O braço de cavalos nasceu de uma paixão pessoal de Fabrício. Durante a pandemia, ele decidiu profissionalizar a atividade e transformar o hobby em negócio.

“Eu trouxe gestão para dentro da criação de cavalos”, afirma.

Hoje, a JBJ Ranch promove um dos maiores leilões de cavalos de raça do mundo, considerado pela empresa o segundo maior do mundo no segmento – e segue rentável.

O evento faturou cerca de R$ 130 milhões em 2025 e bateu recorde neste ano, alcançando R$ 257 milhões em negócios.

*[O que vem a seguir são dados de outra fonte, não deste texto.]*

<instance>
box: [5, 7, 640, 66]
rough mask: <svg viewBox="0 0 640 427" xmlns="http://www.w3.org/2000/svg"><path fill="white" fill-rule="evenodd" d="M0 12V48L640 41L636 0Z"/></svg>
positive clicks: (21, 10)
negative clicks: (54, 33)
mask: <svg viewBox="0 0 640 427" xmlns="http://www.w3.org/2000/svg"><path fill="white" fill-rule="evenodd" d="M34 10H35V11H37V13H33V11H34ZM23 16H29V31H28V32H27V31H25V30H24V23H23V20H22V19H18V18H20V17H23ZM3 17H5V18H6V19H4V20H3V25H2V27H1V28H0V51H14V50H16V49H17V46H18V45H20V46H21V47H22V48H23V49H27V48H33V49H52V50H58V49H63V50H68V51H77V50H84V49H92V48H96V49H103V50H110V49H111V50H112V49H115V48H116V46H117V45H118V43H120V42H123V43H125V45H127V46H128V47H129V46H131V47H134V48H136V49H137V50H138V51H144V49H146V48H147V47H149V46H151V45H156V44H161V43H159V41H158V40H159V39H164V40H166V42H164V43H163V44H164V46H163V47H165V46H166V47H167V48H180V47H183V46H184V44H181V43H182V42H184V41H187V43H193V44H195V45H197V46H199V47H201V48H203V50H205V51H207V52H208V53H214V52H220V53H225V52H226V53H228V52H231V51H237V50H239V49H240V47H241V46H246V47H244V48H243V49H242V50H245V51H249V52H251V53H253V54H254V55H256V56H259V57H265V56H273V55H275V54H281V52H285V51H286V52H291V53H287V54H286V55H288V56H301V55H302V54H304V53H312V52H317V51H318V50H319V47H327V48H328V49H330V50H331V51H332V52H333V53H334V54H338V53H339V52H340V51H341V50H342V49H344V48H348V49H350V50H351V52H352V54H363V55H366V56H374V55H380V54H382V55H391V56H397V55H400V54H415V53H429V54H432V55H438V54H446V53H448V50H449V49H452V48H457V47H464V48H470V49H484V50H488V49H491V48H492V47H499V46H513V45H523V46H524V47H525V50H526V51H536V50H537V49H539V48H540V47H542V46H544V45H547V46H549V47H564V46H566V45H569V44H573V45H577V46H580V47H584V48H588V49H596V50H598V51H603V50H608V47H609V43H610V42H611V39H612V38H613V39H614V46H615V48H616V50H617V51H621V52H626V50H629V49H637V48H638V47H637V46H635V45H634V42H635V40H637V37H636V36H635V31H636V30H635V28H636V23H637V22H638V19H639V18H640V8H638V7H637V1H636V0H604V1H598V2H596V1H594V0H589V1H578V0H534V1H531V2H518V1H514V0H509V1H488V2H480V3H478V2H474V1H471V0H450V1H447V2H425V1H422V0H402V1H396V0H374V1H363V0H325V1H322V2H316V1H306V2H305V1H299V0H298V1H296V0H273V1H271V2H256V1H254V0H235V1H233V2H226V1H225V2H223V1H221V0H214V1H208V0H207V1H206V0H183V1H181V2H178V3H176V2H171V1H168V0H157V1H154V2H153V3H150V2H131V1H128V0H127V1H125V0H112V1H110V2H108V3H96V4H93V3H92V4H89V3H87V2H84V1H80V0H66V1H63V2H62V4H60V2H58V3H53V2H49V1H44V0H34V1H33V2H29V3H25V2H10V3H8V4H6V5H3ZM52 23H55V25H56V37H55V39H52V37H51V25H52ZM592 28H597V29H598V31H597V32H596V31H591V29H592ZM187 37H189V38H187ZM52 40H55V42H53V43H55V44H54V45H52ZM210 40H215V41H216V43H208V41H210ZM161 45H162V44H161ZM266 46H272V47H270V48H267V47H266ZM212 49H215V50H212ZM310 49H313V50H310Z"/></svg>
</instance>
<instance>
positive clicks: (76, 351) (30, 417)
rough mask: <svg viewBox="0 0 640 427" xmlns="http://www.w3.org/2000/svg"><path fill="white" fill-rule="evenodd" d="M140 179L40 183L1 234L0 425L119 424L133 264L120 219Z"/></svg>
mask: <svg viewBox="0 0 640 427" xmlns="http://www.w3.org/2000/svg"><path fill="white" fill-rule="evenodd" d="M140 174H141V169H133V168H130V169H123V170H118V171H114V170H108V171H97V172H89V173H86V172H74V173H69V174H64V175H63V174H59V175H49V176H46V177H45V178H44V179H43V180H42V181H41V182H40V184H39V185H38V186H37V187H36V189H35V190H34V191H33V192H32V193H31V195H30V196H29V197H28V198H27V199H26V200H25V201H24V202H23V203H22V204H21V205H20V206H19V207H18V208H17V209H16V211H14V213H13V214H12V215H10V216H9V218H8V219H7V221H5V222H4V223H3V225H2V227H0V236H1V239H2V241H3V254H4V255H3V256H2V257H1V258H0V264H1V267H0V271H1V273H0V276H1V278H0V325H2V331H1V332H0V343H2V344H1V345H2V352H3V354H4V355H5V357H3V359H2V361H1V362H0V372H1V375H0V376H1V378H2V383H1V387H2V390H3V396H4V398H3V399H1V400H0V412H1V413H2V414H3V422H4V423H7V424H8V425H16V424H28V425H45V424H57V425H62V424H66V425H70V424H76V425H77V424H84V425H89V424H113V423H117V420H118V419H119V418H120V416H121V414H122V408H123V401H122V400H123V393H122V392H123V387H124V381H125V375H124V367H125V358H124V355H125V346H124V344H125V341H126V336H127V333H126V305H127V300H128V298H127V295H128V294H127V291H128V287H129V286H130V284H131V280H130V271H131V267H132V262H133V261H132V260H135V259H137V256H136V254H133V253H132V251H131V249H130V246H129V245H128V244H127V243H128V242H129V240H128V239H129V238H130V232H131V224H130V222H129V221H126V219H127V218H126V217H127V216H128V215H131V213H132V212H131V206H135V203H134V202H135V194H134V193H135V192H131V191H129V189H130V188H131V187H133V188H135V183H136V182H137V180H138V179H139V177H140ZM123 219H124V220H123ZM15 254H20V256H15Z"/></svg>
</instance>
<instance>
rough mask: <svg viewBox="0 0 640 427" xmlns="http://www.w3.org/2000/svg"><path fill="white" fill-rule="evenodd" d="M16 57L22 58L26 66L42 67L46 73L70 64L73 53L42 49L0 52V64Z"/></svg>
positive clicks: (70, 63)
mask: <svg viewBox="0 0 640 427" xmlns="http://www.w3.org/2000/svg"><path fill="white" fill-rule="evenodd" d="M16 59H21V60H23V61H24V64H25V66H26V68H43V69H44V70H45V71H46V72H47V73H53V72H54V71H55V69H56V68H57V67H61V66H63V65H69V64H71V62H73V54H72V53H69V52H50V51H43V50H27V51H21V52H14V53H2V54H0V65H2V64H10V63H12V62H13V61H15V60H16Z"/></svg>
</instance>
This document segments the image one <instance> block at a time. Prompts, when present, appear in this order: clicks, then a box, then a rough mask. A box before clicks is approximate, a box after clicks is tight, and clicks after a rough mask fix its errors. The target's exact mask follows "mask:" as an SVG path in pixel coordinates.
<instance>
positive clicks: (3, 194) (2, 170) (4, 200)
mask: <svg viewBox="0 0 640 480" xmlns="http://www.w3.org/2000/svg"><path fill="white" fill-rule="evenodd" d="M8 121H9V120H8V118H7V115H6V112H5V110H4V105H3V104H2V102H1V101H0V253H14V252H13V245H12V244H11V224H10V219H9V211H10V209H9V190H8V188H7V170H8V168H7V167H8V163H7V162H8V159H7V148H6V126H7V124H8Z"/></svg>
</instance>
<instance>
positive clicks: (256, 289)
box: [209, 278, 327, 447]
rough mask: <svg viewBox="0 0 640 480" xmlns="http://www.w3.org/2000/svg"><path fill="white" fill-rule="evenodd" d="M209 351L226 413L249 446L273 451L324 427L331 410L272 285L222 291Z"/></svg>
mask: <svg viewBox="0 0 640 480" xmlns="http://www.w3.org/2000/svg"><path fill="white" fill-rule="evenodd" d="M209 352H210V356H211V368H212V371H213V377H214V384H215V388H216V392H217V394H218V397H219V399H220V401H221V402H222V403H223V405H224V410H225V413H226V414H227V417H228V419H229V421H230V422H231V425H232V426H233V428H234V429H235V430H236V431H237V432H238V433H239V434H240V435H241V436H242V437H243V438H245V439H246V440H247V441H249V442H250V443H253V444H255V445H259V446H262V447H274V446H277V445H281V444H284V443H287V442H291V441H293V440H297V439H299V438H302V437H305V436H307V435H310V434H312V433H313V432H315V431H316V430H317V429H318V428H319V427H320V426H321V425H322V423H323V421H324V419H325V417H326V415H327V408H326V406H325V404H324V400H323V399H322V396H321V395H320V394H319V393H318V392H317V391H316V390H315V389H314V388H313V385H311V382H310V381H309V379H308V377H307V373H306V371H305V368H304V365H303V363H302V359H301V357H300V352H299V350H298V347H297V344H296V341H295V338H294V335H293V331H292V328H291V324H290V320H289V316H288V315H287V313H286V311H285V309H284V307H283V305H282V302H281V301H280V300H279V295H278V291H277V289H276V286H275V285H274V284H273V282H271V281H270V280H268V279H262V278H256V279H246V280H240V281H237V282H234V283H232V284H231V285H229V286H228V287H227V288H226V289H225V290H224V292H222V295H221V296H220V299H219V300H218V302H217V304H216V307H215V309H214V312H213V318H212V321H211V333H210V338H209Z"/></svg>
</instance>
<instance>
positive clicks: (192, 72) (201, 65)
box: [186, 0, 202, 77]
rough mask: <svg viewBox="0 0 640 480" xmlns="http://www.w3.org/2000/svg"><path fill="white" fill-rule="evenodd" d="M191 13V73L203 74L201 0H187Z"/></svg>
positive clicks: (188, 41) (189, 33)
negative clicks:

Os números chamam atenção. Alguns animais chegam a ultrapassar dezenas de milhões de reais.

“O recordista de preço deste ano foi um garanhão americano chamado Inferno Sixty Six que teve 50% vendido por R$ 44 milhões”, afirma Fabrício.

A divisão de genética e cavalos já representa entre 10% e 15% do faturamento do grupo, com carteira estimada em cerca de R$ 600 milhões neste ano, segundo o diretor financeiro da JBJ.

Texas, exportação e expansão internacional

A internacionalização também faz parte dos planos da companhia. Em 2024, o grupo adquiriu um rancho em Pilot Point, no Texas, considerado um dos principais polos da raça Quarto de Milha nos Estados Unidos.

“O Texas é o berço da raça. Lá estão os melhores animais e as maiores centrais genéticas”, diz Terra.

Segundo Fabrício, o objetivo é transformar a operação em uma plataforma global.

“A ideia é criar cavalos no Brasil para fornecer para a América do Sul e criar nos Estados Unidos para atender América do Norte e Europa”, afirmou.

O executivo também não descarta ampliar a atuação internacional da companhia para proteína animal.

“Talvez o caminho natural seja internacionalizar a marca também dentro da produção de proteína, como fez a JBS”, diz Fabrício.